In Oriente dove ci sono preti sposati e non sposati, quelli sposati non hanno
nessun obbligo di castità, ma se restano vedovi, non potranno risposarsi. Chi
invece non è sposato, non potrà più sposarsi. Un prete sposato però, non
potrà maidiventare vescovo. Una curiosità importantissima per dare un’idea
di come possono cambiare le cose nella Chiesa: per nove secoli un vescovo
che accettava il trasferimento a un'altra sede, fosse anche quella di Roma,
veniva scomunicato. Era considerato come un adulterio. Oggi invece è la
regola.
A don Antonio questo fa dire che tutti questi cambiamenti dicono chiaramente
una cosa: che il Signore, lasciando i suoi, si è fidato della sua Chiesa e a
essa ha dato tutto il potere sul come gestire i suoi doni.

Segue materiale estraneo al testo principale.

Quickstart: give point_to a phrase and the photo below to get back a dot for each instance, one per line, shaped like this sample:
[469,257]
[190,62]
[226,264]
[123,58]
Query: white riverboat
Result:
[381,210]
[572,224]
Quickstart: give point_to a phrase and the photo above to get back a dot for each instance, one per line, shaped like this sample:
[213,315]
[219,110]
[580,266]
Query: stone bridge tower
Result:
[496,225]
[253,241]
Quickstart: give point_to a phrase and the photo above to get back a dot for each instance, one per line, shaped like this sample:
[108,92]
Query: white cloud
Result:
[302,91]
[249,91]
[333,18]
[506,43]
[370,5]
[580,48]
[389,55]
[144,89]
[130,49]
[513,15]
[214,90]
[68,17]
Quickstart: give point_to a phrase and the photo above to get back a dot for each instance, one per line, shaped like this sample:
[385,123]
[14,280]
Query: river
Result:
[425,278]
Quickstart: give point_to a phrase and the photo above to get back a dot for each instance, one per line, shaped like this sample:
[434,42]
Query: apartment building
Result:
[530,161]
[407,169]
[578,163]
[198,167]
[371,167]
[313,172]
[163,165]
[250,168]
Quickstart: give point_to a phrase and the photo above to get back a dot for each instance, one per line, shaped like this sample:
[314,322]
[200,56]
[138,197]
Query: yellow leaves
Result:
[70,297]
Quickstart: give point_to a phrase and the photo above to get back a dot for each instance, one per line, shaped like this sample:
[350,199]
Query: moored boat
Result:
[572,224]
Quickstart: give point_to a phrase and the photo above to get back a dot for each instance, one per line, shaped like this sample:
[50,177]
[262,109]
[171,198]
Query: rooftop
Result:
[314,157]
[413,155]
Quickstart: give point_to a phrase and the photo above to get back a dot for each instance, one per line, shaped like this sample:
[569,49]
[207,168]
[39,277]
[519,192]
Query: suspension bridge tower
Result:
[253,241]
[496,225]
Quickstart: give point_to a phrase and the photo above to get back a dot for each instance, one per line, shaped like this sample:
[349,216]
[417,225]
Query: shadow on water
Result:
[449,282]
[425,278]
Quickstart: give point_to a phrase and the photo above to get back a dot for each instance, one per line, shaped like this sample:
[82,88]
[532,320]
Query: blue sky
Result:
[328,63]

Don Antonio conclude il suo libro ponendo la fatidica domanda: perché solo
per la donna non dovrebbe mai cambiare niente? Gesù non le avute tra gli
apostoli? Forse perché i tempi non lo avrebbero permesso. Perché allora fra i
miracoli del Vangelo non includere anche questo: la fine della discriminazione
verso le le donna e la sua totale pari dignità? Il suo potere la Chiesa l’ha
avuto subito chiaro e infatti ha preso subito iniziative audaci e profetiche. La
istituzione dei diaconi e la sostituzione di Giuda non gliel’aveva comandate
Gesù. Hanno fatto tutto da soli. E se ieri sì, perché oggi no?